The World Isn't Coming to an End (it just seems that way!)

Susan Hough and Lucile Jones, U.S. Geological Survey, Pasadena

(Los Angeles Times Op-Ed Commentary, 11/14/1999)

If there has been a certain apocalyptic feeling to the spate of recent earthquake activity worldwide, rest assured--it sometimes feels that way to the earth sciences community as well. That is, while earth scientists don't see recent worldwide activity as any sort of biblical harbinger, it has left the community reeling, having had to deal with the scientific and media response to four significant earthquakes in such close succession.

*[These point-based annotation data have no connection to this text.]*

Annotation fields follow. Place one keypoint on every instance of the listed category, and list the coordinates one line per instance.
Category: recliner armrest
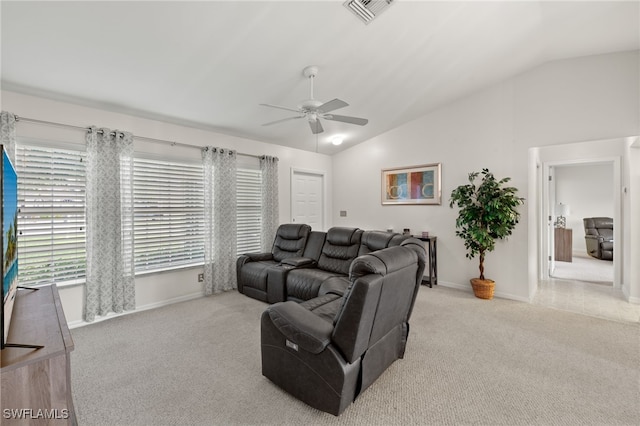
(301, 326)
(257, 257)
(299, 262)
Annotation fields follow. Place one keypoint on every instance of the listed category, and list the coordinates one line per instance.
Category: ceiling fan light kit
(313, 110)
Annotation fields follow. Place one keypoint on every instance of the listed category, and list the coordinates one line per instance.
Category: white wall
(588, 191)
(582, 99)
(158, 288)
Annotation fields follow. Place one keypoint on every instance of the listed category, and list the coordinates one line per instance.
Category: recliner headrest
(382, 262)
(376, 240)
(340, 236)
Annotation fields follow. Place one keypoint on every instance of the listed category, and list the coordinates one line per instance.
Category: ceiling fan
(313, 110)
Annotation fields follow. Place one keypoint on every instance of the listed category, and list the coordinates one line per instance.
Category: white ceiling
(210, 64)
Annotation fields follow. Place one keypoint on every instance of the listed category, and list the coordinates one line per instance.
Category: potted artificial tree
(488, 212)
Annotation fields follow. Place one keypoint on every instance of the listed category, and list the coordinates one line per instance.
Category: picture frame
(413, 185)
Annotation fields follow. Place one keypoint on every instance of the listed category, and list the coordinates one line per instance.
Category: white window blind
(249, 221)
(51, 221)
(168, 214)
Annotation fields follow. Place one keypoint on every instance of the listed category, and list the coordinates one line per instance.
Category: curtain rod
(85, 129)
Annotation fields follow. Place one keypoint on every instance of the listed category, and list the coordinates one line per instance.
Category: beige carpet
(468, 361)
(585, 268)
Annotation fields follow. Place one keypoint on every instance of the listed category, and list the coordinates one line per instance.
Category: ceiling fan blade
(280, 107)
(283, 119)
(332, 105)
(346, 119)
(316, 127)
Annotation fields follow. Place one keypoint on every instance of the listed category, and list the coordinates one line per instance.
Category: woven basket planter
(483, 289)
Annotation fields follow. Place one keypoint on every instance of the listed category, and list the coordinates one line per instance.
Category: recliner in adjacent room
(252, 268)
(599, 237)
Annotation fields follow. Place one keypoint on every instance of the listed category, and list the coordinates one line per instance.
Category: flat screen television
(9, 237)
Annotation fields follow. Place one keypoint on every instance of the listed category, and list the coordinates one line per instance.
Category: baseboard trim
(82, 323)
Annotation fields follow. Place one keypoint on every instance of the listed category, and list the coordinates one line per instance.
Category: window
(168, 214)
(51, 222)
(249, 207)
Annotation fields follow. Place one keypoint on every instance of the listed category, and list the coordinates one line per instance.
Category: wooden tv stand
(36, 383)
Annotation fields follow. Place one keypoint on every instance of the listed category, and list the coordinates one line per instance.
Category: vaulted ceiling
(209, 64)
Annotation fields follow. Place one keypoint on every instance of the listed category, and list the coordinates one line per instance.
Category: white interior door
(551, 219)
(307, 198)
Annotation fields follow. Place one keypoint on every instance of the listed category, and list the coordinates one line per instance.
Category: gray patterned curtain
(270, 210)
(110, 268)
(8, 134)
(220, 232)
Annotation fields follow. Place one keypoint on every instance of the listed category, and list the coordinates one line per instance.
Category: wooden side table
(563, 242)
(432, 259)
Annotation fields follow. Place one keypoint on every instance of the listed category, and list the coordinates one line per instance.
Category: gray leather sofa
(304, 264)
(599, 237)
(252, 269)
(340, 312)
(329, 349)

However, the world is not coming to an end. The earth has been around for a few billion years and doesn't care that, according to a modern calendar, we're about to click over to a nice, round number. In fact, globally speaking, 1999 is shaping up to be a slow year for earthquakes. While the planet experiences 15-20 events of magnitude 7.0 or greater in an average year, we have seen only seven so far in 1999. This number includes the recent events in Turkey, Taiwan, Mexico, and California, as well as three events in remote regions of the South Pacific.

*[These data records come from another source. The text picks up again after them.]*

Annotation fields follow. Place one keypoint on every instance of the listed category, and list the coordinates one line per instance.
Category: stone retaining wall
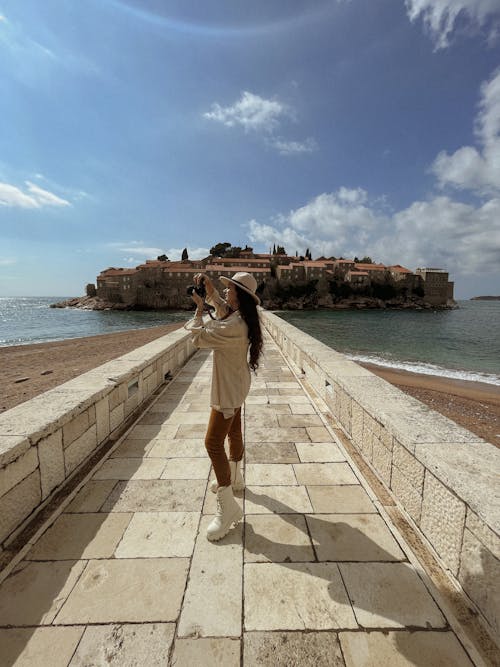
(443, 476)
(44, 441)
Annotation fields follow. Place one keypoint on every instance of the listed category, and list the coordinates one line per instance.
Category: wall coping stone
(25, 424)
(462, 461)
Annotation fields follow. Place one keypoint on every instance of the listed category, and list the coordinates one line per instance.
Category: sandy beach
(29, 370)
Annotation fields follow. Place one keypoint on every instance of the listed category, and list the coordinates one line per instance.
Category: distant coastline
(485, 298)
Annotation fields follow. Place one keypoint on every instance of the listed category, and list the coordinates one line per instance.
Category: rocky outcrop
(90, 303)
(328, 302)
(308, 302)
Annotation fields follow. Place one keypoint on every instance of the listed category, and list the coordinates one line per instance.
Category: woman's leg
(217, 429)
(235, 437)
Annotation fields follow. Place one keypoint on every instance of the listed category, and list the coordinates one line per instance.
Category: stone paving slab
(26, 647)
(305, 596)
(213, 600)
(128, 590)
(390, 595)
(403, 649)
(217, 652)
(282, 649)
(313, 576)
(124, 645)
(81, 536)
(352, 537)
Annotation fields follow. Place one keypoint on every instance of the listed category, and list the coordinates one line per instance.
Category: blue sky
(131, 128)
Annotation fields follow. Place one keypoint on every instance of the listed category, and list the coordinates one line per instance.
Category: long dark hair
(248, 311)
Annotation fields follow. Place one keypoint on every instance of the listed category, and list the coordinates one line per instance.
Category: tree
(219, 249)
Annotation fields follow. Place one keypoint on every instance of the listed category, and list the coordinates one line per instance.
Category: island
(285, 282)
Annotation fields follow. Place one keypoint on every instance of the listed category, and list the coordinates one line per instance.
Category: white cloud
(440, 16)
(140, 249)
(150, 253)
(294, 147)
(193, 253)
(441, 232)
(251, 112)
(477, 168)
(32, 197)
(256, 114)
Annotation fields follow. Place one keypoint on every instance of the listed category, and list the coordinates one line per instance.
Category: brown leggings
(218, 429)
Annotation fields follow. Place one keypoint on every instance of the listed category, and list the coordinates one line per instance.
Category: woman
(236, 339)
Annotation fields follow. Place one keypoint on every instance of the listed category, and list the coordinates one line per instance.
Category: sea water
(463, 343)
(25, 320)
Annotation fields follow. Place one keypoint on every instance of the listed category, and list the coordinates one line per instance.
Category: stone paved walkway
(314, 575)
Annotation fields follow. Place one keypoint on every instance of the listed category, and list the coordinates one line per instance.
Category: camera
(199, 289)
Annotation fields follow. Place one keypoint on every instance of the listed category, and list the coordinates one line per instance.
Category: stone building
(117, 285)
(438, 290)
(160, 284)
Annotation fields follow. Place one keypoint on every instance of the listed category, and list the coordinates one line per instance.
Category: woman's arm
(213, 297)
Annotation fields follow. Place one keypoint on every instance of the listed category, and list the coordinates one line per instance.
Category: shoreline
(29, 370)
(473, 405)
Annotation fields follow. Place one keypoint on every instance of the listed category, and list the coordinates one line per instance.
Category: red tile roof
(399, 269)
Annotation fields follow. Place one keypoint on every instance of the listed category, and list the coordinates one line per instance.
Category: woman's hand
(203, 278)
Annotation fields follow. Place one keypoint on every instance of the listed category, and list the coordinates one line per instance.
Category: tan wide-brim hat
(244, 281)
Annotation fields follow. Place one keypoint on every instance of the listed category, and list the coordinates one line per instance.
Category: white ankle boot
(236, 478)
(228, 513)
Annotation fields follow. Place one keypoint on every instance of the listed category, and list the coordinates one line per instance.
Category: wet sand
(473, 405)
(29, 370)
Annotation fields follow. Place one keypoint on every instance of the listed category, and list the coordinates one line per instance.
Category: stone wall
(444, 477)
(44, 441)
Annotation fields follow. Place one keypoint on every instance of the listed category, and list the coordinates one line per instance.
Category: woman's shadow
(375, 578)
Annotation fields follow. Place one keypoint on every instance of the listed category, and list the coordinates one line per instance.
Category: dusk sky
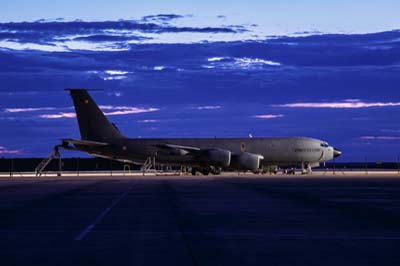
(322, 69)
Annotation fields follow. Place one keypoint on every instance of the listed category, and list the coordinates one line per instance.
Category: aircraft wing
(84, 142)
(174, 149)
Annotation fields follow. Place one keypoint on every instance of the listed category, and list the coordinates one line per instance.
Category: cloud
(269, 116)
(209, 107)
(247, 62)
(162, 17)
(4, 150)
(239, 63)
(126, 110)
(58, 115)
(149, 121)
(346, 104)
(96, 35)
(380, 138)
(22, 110)
(216, 59)
(159, 68)
(116, 72)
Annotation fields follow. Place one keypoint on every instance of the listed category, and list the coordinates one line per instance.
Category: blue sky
(215, 68)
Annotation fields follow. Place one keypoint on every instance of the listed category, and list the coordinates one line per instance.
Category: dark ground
(200, 221)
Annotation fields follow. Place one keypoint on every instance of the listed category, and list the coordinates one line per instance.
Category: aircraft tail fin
(93, 124)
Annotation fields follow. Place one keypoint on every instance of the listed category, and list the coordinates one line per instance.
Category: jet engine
(246, 161)
(214, 157)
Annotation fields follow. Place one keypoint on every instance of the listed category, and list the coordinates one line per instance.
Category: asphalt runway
(186, 220)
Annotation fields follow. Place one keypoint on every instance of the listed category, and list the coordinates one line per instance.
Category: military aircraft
(101, 138)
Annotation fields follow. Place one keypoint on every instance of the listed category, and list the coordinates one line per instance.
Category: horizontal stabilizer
(176, 147)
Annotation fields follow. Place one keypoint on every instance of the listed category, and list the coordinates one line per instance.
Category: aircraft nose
(336, 153)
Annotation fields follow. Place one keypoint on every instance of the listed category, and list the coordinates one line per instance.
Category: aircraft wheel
(206, 171)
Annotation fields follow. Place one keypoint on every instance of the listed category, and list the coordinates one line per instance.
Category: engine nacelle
(246, 161)
(214, 157)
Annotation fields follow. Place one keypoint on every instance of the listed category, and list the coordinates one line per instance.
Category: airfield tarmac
(322, 219)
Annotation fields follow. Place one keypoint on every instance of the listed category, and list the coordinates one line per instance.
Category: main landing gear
(206, 170)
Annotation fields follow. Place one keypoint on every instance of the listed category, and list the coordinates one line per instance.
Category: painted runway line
(90, 227)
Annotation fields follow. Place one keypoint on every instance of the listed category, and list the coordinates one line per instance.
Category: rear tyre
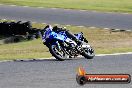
(57, 53)
(88, 53)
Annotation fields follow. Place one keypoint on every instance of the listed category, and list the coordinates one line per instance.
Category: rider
(69, 34)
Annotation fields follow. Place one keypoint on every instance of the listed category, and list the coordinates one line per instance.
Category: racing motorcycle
(62, 47)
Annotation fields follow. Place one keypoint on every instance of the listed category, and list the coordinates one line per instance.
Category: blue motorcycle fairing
(79, 35)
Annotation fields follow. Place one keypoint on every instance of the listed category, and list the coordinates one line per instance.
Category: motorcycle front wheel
(88, 53)
(57, 52)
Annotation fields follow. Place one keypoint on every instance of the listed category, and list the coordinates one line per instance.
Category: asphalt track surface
(69, 17)
(62, 74)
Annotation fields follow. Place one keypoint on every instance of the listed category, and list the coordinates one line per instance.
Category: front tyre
(57, 52)
(88, 53)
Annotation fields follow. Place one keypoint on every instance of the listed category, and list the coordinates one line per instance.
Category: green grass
(103, 41)
(100, 5)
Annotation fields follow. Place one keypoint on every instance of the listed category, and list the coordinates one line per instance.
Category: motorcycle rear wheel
(58, 54)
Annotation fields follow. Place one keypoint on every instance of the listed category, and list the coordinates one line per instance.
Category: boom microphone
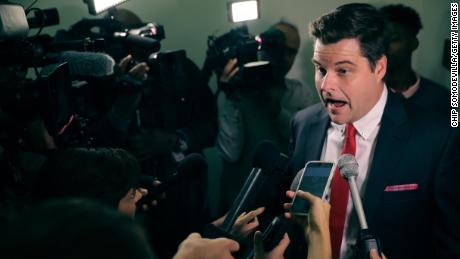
(88, 64)
(349, 170)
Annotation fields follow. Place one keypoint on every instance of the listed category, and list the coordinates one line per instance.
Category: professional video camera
(256, 55)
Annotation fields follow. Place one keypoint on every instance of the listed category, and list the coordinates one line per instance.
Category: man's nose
(329, 83)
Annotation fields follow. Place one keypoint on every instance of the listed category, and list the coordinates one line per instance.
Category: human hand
(375, 255)
(318, 216)
(229, 71)
(244, 225)
(139, 71)
(196, 247)
(149, 202)
(275, 253)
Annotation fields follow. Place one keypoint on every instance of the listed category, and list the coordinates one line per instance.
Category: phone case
(326, 188)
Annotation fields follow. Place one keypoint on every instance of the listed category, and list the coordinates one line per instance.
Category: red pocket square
(402, 187)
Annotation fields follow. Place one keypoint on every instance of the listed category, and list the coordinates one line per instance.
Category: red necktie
(339, 195)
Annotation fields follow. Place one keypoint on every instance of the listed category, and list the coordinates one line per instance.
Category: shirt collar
(367, 124)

Recent activity is somewhat unusual in that so many of the M7+ earthquakes have struck near populated areas, but we know this is only a matter of statistics. And as we head into a new millennium with the global population at six billion and counting, the odds can only continue to worsen against us. Along the Pacific Rim--the so-called "Ring of Fire"--virtually all major cities are vulnerable to earthquakes of magnitude 7 and larger.

In southern California, the southern San Andreas fault has been considered "10 months pregnant" for a long time, and earth scientists have been carefully monitoring a series of small earthquakes near the southern end of the San Andreas that seem to have been triggered by the recent Hector Mine earthquake. The chance of a subsequent large earthquake is still considered low, but, at the same time, you don't have to be a seismologist to know that one can't stay 10 months pregnant forever.

Fortunately, where earthquakes and earthquake hazard are concerned, the new millennium is heralding tremendous opportunities as well as tremendous challenges. The recent M7.1 Hector Mine earthquake has been dubbed the first "cyberquake" because it is the first substantial earthquake to have struck southern California since the installation of the new, state-of-the-art Trinet seismic network. A collaborative effort between the U.S. Geological Survey, Caltech, and the California Divisions of Mines and Geology, the Trinet array provides more, better, and faster seismic data than has ever been available before. We are now able to provide "real time" determinations of not only earthquake magnitude and location, but also the ground shaking across all of southern California. We are also able to monitor the aftershock sequence with far more precision and speed than ever before.

A second important new instrumental initiative in southern California (by the Southern California Earthquake Center, NASA, and the USGS) involves installation of stations to record data from Global Positioning Satellites. Data from "GPS" stations provide an ongoing view of the slow processes of crustal deformation. With GPS instruments, scientists can literally track the slow, steady motion of the earth's tectonic plates. GPS data may also ultimately shed new light on earthquake processes because it will provide a more long-term, complete view of crustal and fault motions than can be derived from earthquakes, which are essentially simple snapshots in time.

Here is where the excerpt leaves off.